# 5 prompt engineering techniques to get the best out of a legacy project

> Source: <https://dev.to/marcotcdev/5-prompt-engineering-techniques-to-get-the-best-out-of-a-legacy-project-4jc6>
> Published: 2026-06-26 00:20:40+00:00

Have you ever been at a situation where you have been recently hired to maintain a legacy project, an important project at your company, but the previous team has long retired, and when you start, there is no documentation? When that happens, the old adage of "The code is the documentation" sounds true, but what happen when the code is also very old, hard to understand, and make use of libraries from when your parents were dating? In that case, using an AI Tool to help you understand how this project was created and maintained could be an option. Below are five prompt engineering techniques taken from a scientific article, with CLI based examples, to help you get the best out working with a legacy project.

A zero-shot prompt is when you make a prompt to request the model to execute a task without giving it any extra information or practical example in the input prompt. A classic example would be to ask a coding model to translate a "string.xml" file containing commonly used text strings in a natural language (for example, English) into another (for example, Spanish).

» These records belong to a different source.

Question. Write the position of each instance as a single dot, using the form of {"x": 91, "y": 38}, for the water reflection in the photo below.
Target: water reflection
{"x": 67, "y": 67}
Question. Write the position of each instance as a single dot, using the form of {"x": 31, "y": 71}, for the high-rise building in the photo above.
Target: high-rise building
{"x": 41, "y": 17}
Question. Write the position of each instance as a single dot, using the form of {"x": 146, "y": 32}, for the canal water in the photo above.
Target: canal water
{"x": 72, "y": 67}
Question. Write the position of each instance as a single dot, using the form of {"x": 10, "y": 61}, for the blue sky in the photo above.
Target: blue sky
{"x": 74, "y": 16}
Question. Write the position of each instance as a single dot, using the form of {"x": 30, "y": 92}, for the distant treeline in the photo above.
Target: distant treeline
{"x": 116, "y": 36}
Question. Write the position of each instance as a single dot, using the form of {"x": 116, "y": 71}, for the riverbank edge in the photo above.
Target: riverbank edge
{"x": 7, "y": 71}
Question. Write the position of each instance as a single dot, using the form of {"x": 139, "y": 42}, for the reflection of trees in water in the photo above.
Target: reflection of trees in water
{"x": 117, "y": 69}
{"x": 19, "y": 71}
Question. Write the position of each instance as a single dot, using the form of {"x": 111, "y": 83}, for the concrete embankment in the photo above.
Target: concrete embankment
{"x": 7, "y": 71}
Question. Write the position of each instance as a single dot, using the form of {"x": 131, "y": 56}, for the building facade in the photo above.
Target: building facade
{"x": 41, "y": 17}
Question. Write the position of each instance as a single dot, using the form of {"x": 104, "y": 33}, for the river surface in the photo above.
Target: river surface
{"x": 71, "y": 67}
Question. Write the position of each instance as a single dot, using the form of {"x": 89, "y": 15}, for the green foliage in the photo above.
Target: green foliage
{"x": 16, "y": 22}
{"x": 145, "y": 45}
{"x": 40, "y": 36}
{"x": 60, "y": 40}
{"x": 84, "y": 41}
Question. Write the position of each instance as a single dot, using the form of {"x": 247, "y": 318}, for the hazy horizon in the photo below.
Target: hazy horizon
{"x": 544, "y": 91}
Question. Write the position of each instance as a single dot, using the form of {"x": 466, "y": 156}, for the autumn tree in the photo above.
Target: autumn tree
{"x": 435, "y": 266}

Those are the easiest prompts to create and to feed to the model, but their results can be more unpredictable, since they usually lack the constraints of larger prompts.

```
I want you to translate the contents of "string.xml"
from English into Spanish and output it to me.
Check this project files and directories, and provide
me a list containing the current node version being
used on this project and its libraries.
```

In contrast to a zero-shot prompt, a few-shot prompt is a prompt including one or more pairs of the desired input and output, so the model can infer or mimic the desired output when you input the next value. A classic example would be asking a model for predictions based on a set of constraints.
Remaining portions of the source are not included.